# emerge world problems

## RayDude

Long story short. I did an emerge -DNuv world to get the latest KDE and something I didn't notice snuck in under my gentoo radar.

For some reason emerging gtk+ just stopped while emerging. I foolishly tried to reboot before etc-update and upon reboot, networking stopped working.

The 8169 kernel module doesn't load automatically, in fact no modules load automatically for some reason. If I load the 8169 module by hand and bring up eth0 with: /etc/init.d/net.eth0 start. Everything looks okay. I can ping my fixed IP address, but if I try to ping others on my subnet I get: "no route to host."

I though perhaps since udev-141 is having problems with my USB keyboard and mouse that it might be a udev-141 problem, but alas, re-emerging it didn't help. openrc is at -0.4.3-r1 which along with udev are the same as my laptop and its working fine.

So I'm stuck for ideas. I get no information in dmesg and a bunch of errors during boot including notices about not autoloading modules. I rebuilt the kernel thinking that it might have been a gcc / glibc update I did a couple of weeks ago, but that didn't help.

I won't bitch and moan about how I don't have a gentoo boot CD that will actually work with my system, I promise. Whoops too late. (2007.0 doesn't support my jmicron DVD drive, 2008.0-r1 unofficial fails in some other way, can't remember what).

I looked through all the stuff still remaining to emerge and it all looks straight forward. So it must be due to something that already emerged.

Oh, I just thought, I'll look at emerge.log and see what was emerged...

Any other suggestions?

Brian

Update 1: I went back to baselayout-1 and udev-128 and it boots okay now. (except my hwclock isn't work and device-mapper can't deal with baselayout-1 anymore).

I'm wondering if my problem was related to not have device-mapper in the boot rc scripts. I don't have in on my laptop and it works, but its running a later kernel...

----------

## muhsinzubeir

There is a xorg upgrade recently in the stable...probably something with your keyboard

http://www.gentoo.org/proj/en/desktop/x/x11/xorg-server-1.5-upgrade-guide.xml

sticky note on that upgrade:

https://forums.gentoo.org/viewtopic-t-722498-highlight-xorg.html

----------

## RayDude

 *muhsinzubeir wrote:*   

> There is a xorg upgrade recently in the stable...probably something with your keyboard
> 
> http://www.gentoo.org/proj/en/desktop/x/x11/xorg-server-1.5-upgrade-guide.xml
> 
> sticky note on that upgrade:
> ...

 

Thanks. I've been running xorg-1.5 for some time now. Right now I'm building KDE-4.2.2. Everytime it tries to emerge a gtk+ application it sits in an infinite loop. I've just been CTRL-Cing it and typing emerge --resume --skip-first to get the KDE stuff.

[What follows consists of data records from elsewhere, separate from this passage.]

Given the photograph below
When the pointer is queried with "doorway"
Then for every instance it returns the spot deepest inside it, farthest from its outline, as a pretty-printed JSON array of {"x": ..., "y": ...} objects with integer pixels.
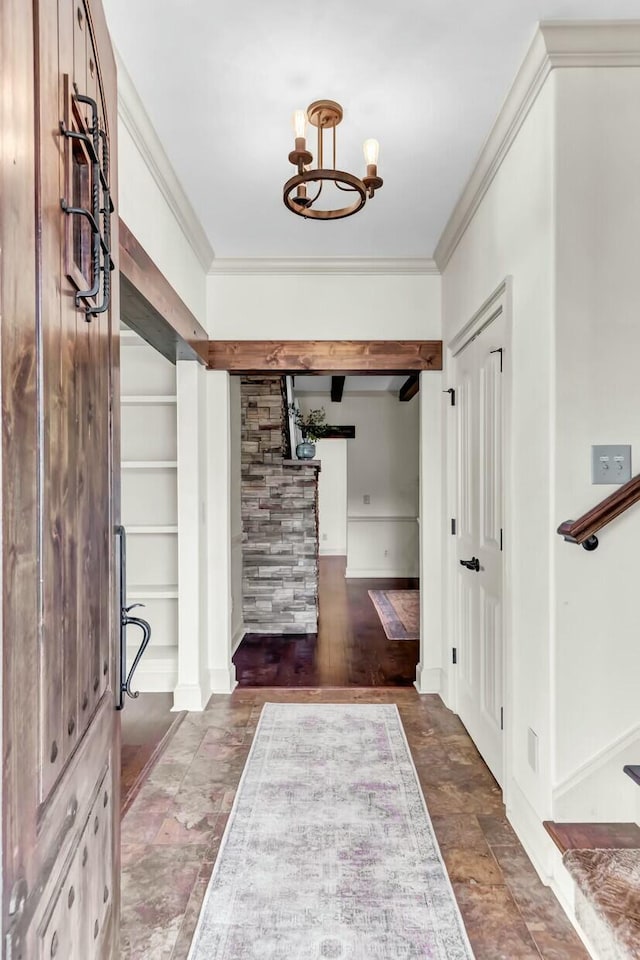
[
  {"x": 366, "y": 544},
  {"x": 477, "y": 560}
]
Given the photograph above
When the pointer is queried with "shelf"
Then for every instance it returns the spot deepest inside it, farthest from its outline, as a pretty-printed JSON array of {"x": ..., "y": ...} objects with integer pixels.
[
  {"x": 138, "y": 528},
  {"x": 150, "y": 400},
  {"x": 152, "y": 592},
  {"x": 149, "y": 465}
]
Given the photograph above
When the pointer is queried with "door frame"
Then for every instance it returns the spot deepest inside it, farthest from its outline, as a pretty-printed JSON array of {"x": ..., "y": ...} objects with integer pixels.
[{"x": 498, "y": 304}]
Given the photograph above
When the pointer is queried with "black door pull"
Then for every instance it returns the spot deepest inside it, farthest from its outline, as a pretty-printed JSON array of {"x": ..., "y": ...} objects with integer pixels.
[{"x": 126, "y": 620}]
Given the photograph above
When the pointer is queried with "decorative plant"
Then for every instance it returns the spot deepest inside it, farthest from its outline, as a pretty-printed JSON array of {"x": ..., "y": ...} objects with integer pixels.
[{"x": 311, "y": 425}]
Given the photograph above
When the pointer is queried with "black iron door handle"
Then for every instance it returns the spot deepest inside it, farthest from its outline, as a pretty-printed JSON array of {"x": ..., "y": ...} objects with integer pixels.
[{"x": 128, "y": 621}]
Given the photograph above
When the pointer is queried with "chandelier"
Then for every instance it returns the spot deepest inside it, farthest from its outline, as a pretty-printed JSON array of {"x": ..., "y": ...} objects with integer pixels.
[{"x": 326, "y": 115}]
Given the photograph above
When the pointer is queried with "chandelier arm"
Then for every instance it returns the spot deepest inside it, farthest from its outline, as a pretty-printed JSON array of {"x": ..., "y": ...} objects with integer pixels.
[{"x": 313, "y": 199}]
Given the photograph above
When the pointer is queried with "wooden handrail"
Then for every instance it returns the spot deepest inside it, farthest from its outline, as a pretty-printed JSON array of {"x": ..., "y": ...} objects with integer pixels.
[{"x": 584, "y": 530}]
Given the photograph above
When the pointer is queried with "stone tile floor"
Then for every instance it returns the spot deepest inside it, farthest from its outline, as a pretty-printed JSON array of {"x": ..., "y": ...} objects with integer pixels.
[{"x": 171, "y": 834}]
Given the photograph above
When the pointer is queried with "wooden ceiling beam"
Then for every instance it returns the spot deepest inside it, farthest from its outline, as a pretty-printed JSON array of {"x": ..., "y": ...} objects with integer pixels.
[
  {"x": 326, "y": 357},
  {"x": 151, "y": 306},
  {"x": 337, "y": 388},
  {"x": 409, "y": 388}
]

Still need to figure out how to tell the device-manager script that he is baselayout-1 capable.

----------

## RayDude

Update:

gtk-query-immodules is hanging with 100% cpu usage while gtk+ is merging.

There is a new version of openrc which I'm hoping will fix booting with udev-141

----------

## RayDude

Any application associated with gtk hangs while attempting to emerge (with 100% cpu).

I have baselayout-2 running, and its loading my enet driver correctly (r8169). But I can't ping anything but myself.

If I ping my subnet I get: Destination Host Unreachable.

baselayout 1.x just doesn't seem possible because of all the underlying changes. I get reams of warnings about missing files, even though networking works with it.

Any help would be greatly appreciated.

Brian

----------

## RayDude

Partially solved.

It turns out (and I didn't remember this) that I have two realtech ethernet controllers on this mobo. For some reason the new udev swapped the ports and the connector I have been using as eth0 changed to eth1.

I plugged the cable into the other port and voila, network connection again.

Now I'm going after gtk+

Brian

----------

## RayDude

emerge gtk hangs here:

../../gtk/gtk-query-immodules-2.0 im-am-et.la im-cedilla.la im-cyrillic-translit.la  im-inuktitut.la im-ipa.la im-multipress.la im-thai.la im-ti-er.la im-ti-et.la im-viqr.la im-xim.la  > gtk.immodules

Its not really hung though because I can CTRL-C out of it. It takes 100% of one CPU, but never comes out.

I don't even know what gtk-query-immodules-2.0 belongs to.

----------

## RayDude

BUMP.

I'm really stuck. I can't get emerge -e world to complete. I can't get KDE to run. All the applications that rely on gtk+ won't emerge.

I might be able to reinstall, but damn that would suck.

Perhaps I should start a new thread in another forum. my networking issue is solved.

----------